Shock value is not just a factor in horror movies. In fact, comedy tends to be a bigger genre for shock. However, to shock in a horror movie is a distinct sort of exercise, and I like the Human Centipede’s approach to pushing the shock factor as far as it could go. This is a genre in which we seek out shocking things, presumably, and I believe that is a healthy, cathartic exercise. But given that, the exercise becomes complicated after decades of graphic disemboweling, disgusting mutations and disturbing abuses. You can’t just get more graphic. You have to get more creative. Making a human centipede is actually a rather creative way to play on people’s fears of bodily violation and scatological disgust.
Of course, the original Human Centipede was hardly a centipede. Centipede means 100 feet, and there were only three people. That’s why it was only the First Sequence. The sequel grew the centipede exponentially, but still didn’t come close to 100 feet.
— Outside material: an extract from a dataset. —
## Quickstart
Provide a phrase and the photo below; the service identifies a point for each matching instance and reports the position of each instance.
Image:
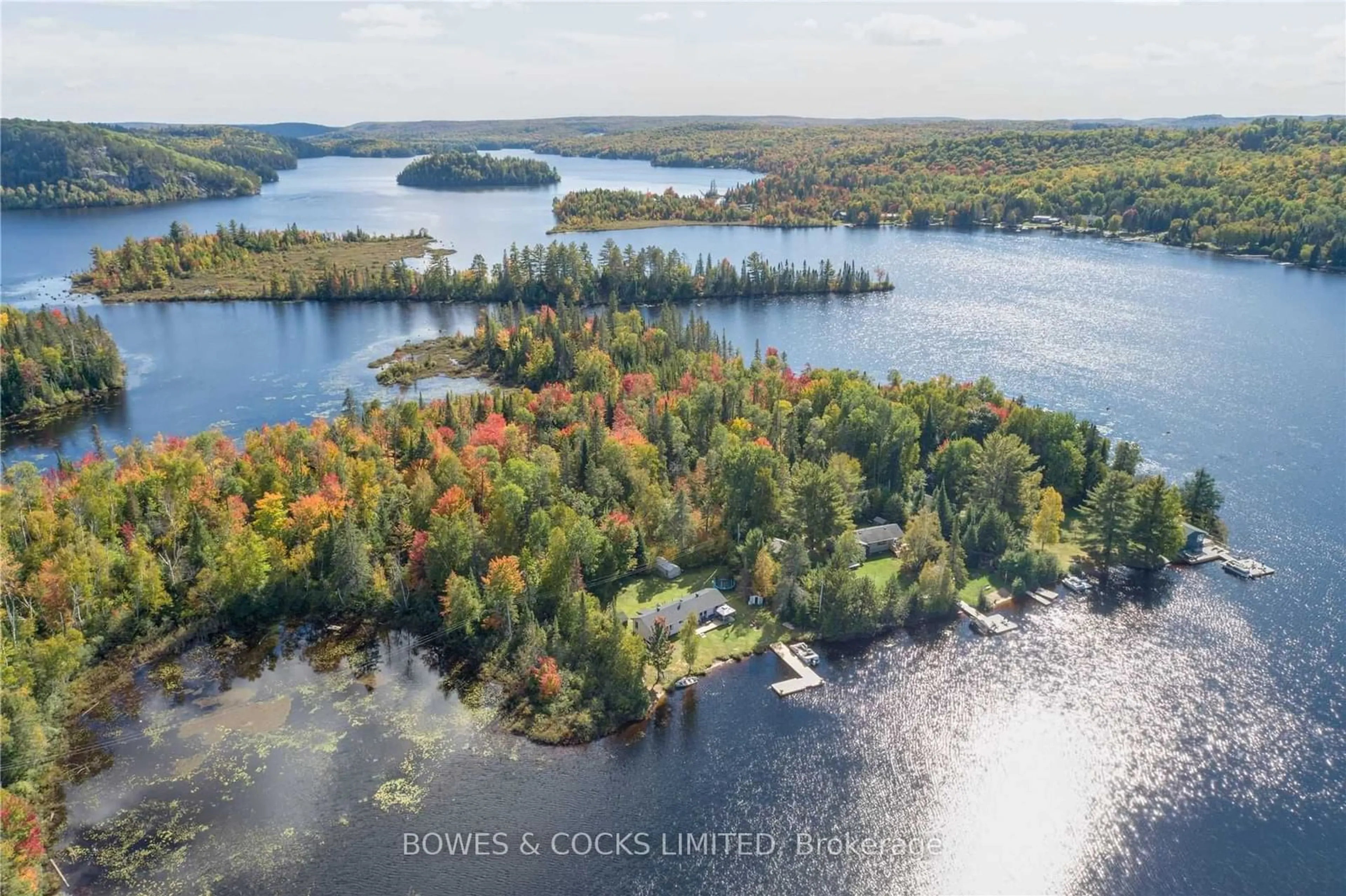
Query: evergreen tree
(1106, 520)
But, since we’d already seen a head feed the rest of the centipede, the sequel needed more than just ass to mouth. Well, they removed the bandages so that it looked like the mouths were literally on the asses (I’d love to see that makeup artist’s demo reel), and throw in some sand paper masturbation, barbed wire sex and fetuses. You can’t accuse the sequel of repetition.
The Human Centipede III (Final Sequence) is a prison movie, because what Shawshank Redemption really needed was more human centipeding. I do love the continuity of these movies. Human Centipede II was about a deranged fan of the first movie. Now the third part has Dieter Laser as the warden and Laurence R. Harvey as his assistant. They have both seen The Human Centipede movies too, and I’m actually surprised it takes them so long to think of the inevitable, but that’s dramatic build.
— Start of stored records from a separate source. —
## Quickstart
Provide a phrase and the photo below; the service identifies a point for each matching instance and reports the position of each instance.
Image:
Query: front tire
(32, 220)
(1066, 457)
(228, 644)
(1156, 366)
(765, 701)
I did nitpick the 100 feet so this film finally answers that question. Where else but a prison could you find 50 victims, let alone 500? They should call it The Human Millipede, but then there are some other centipede offshoots even I couldn’t have predicted.
When the film is trying this hard to degrade human beings, it no longer even registers that they’re people with sense of shame and dignity. You just go to a level removed from the humanity and simply analyze the technique of degrading. Morality is moot at this point.
Sure, the blatant misogyny directed towards Bree Olson could be upsetting, but if they want me to be upset by that, I wouldn’t give them the power to upset me. I’m enlightened so I don’t agree with her portrayal, but she’s in on it. She accepted the role as a willing participant so it may even appeal to her as a cathartic visual essay on how she feels being ogled by a camera. When the film tries to degrade men, it looks funny. So yes, degrading women is still more disturbing than degrading men by virtue of it looks more genuinely degrading to the women. Maybe that’s on us. We’re just more used to seeing women degraded so it looks stranger when it’s men.
So as a treatise on commodified shock and degradation, Human Centpiede III passes the Franchise Fred test. It does continue the series tradition and take it to another level. I also don’t believe this is the final sequence. There will always be a bigger chain of ass to mouth and more meta ways to deconstruct the previous installments. Franchise Fred approves. See you at Human Millipede.